So much Mile 22 training for Mark Wahlberg, but no shirtless scenes – CNET

MILE 22

Mark Wahlberg in Mile 22.

STXfilms

Mark Wahlberg is a busy guy. He stars in at least one movie a year. You can see him with his brothers in the reality show Wahlburgers. He executive-produces the HBO show Ballers and the USA show Shooter. He has four kids. He golfs. He co-owns the sports nutrition company Performance Inspired. And right now he’s doing press rounds for Mile 22, in which he plays an elite American intelligence agent with an almost impossible mission.

Mile 22, which opens Friday in the US, and hits theaters on Aug. 23 in Australia and Sept. 19 in the UK, marks his fourth collaboration with director Peter Berg. One thing’s for sure. Wahlberg, 47, can answer a lot of questions in just a 10-minute phone interview. Here’s what we learned about him during our quick chat.

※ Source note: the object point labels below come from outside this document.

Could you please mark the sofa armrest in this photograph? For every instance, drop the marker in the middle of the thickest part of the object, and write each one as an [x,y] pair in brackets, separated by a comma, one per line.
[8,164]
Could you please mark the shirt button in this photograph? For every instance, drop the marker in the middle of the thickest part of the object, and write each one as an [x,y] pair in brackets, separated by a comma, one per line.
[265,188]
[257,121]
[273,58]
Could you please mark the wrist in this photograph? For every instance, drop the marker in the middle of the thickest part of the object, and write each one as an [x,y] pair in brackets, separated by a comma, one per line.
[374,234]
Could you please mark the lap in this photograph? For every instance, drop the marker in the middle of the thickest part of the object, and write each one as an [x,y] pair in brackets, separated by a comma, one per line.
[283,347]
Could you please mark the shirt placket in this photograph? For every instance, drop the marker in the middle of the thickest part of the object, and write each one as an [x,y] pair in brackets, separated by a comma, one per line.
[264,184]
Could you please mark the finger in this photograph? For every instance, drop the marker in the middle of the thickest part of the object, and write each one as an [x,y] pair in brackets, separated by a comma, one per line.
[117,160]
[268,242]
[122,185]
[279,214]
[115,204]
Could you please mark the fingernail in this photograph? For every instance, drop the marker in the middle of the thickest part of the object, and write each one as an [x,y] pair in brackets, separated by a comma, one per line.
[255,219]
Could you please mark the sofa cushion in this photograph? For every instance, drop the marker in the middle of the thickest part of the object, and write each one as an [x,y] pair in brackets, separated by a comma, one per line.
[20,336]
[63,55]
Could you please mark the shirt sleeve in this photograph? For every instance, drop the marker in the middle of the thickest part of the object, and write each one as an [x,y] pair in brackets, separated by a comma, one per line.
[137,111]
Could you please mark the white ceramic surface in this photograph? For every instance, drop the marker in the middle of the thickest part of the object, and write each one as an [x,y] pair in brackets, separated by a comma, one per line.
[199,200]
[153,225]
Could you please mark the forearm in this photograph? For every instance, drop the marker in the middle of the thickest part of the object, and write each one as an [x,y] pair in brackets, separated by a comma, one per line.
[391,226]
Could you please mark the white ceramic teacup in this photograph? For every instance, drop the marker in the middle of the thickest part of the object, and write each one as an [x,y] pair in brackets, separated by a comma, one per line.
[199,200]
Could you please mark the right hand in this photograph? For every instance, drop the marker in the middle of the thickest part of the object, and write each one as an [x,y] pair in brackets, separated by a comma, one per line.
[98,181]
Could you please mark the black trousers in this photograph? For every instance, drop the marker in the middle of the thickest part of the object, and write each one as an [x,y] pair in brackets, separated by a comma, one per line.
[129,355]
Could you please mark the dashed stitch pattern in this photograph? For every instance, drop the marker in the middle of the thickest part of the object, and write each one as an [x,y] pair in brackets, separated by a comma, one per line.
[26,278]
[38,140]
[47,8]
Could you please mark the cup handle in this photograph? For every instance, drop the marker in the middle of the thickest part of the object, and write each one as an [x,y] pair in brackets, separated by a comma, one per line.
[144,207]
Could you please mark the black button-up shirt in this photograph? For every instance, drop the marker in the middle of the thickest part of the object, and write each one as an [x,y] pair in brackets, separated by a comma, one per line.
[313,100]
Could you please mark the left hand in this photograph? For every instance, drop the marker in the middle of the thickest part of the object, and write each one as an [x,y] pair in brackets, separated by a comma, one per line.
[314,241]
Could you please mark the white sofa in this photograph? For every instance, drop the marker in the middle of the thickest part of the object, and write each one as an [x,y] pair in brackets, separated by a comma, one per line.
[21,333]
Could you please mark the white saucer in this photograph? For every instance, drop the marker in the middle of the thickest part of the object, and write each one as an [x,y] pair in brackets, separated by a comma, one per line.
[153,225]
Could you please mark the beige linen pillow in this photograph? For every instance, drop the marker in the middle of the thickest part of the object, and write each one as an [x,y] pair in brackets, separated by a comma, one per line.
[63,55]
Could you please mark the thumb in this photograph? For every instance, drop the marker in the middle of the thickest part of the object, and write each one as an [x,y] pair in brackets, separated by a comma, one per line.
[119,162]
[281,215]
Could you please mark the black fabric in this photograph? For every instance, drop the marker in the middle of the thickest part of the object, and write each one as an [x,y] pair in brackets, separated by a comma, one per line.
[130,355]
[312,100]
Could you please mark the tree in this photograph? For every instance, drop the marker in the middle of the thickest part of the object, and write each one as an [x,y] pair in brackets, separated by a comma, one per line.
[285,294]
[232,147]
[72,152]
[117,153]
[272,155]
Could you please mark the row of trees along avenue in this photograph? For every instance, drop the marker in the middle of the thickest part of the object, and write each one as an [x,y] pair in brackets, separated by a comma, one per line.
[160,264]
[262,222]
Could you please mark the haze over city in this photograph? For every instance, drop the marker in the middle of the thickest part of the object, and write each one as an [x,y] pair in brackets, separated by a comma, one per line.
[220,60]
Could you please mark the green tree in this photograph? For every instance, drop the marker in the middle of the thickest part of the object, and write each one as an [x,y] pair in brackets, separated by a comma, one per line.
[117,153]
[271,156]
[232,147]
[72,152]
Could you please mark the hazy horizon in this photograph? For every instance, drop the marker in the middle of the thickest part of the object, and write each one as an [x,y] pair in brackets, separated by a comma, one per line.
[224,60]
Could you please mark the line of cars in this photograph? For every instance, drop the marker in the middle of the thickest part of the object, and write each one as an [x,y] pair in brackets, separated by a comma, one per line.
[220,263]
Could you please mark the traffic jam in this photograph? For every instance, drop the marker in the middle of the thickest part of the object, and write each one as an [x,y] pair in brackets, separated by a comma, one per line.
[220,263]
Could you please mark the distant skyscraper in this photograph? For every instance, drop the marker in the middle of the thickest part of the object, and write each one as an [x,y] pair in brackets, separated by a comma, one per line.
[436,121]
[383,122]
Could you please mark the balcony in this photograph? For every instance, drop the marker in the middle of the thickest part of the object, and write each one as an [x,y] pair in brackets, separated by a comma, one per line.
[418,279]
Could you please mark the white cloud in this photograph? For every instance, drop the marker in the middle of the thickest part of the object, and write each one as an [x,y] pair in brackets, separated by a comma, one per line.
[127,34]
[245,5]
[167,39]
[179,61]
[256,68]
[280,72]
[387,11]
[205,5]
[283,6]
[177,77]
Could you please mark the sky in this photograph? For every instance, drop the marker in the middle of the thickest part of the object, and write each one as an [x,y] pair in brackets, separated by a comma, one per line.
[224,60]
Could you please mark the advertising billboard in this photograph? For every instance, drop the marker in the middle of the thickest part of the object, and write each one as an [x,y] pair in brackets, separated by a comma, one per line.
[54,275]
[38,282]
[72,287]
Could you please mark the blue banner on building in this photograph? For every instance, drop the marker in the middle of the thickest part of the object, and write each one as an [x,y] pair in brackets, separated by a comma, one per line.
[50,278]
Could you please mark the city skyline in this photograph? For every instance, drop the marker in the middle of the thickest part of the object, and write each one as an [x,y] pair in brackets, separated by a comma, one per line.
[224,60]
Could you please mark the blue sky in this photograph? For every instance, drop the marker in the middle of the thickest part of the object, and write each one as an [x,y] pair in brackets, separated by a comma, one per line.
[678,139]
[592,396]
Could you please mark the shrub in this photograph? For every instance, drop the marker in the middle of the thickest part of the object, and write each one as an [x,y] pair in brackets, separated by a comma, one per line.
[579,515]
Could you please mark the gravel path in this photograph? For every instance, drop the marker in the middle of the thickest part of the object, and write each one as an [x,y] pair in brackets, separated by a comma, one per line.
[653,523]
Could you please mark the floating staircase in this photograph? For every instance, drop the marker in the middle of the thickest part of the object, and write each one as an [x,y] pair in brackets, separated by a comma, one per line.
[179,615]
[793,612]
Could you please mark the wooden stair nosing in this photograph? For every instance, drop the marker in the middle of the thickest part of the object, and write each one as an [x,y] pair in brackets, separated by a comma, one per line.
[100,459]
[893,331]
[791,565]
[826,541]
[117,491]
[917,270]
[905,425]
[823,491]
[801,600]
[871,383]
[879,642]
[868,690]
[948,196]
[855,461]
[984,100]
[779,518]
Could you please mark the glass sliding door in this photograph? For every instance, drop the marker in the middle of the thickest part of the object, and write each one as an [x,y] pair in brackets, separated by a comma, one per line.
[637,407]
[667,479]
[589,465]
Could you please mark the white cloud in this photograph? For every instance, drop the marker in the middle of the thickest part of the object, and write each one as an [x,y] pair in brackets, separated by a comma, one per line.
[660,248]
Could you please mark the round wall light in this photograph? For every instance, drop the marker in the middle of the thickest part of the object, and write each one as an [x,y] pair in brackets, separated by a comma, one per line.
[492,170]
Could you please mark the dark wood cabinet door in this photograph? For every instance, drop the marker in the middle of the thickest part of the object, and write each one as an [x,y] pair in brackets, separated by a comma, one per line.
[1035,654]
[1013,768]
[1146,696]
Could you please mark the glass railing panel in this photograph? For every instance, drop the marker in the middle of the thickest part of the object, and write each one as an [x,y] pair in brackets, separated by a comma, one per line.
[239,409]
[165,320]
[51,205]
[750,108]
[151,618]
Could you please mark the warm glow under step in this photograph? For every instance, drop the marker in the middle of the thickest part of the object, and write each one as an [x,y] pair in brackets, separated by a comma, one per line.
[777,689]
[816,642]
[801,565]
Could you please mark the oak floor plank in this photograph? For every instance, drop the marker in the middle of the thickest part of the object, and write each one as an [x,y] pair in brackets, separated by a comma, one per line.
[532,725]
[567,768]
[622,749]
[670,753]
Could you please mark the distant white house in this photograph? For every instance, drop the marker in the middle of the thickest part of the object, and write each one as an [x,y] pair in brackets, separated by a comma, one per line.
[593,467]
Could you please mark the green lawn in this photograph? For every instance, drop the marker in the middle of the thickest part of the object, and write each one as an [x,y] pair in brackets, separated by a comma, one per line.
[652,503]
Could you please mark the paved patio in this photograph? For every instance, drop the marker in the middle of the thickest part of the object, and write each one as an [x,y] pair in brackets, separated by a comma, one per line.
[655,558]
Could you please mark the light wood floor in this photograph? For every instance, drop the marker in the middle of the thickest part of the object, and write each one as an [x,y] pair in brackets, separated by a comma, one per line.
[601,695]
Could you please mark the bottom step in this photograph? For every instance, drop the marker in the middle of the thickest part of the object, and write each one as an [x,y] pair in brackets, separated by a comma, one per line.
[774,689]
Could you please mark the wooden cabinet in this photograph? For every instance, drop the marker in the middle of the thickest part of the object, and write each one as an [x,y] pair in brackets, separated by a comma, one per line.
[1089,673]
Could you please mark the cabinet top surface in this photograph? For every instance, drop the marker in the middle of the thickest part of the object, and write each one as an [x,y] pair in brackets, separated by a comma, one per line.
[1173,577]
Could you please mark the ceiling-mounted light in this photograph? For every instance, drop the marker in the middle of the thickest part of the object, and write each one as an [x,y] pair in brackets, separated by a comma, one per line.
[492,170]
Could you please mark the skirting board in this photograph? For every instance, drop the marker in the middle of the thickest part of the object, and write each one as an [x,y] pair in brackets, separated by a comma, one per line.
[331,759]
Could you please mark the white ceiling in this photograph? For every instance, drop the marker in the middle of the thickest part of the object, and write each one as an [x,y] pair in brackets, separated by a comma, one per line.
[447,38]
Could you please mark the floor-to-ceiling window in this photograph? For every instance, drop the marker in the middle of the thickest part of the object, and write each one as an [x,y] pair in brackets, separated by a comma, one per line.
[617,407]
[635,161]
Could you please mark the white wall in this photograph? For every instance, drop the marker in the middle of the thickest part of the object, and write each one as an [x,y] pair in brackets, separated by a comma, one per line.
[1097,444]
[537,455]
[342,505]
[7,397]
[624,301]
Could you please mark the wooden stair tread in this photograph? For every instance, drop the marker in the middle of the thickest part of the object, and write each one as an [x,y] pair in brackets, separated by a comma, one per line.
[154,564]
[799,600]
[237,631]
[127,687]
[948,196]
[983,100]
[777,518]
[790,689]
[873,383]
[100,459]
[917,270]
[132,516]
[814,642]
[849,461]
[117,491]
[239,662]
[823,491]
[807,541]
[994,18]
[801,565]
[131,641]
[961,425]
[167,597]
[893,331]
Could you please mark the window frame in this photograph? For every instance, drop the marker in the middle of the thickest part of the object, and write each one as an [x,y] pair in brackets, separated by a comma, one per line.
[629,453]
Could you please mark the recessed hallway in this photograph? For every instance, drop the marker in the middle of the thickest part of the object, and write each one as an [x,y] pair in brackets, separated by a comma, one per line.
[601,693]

He’s an early bird. He was getting up at 1:30 and 2 a.m. on the set of Mile 22, but don’t assume he doesn’t get enough sleep. “I have to get eight hours of sleep, at least seven and a half,” he said. His wake-up time, he adds, depends on what time he can go to bed.

He can fit a heck of a lot into one day. On the Saturday we talked, he’d woken up at 6:30 a.m. (a screening for his 2019 comedy Instant Family kept him up late the previous night, hence his “sleeping in”). “I worked out, hit golf balls at my house, had my prayer time and reading time and then I came to work at 10 a.m. I had a beautiful church service [during my lunch break] here at the hotel at 1 o’clock, and now I’m about to run home and help my wife and kids,” he said, still full of energy at about 4 in the afternoon. “There is enough time in the day as long as you’re living a clean life.”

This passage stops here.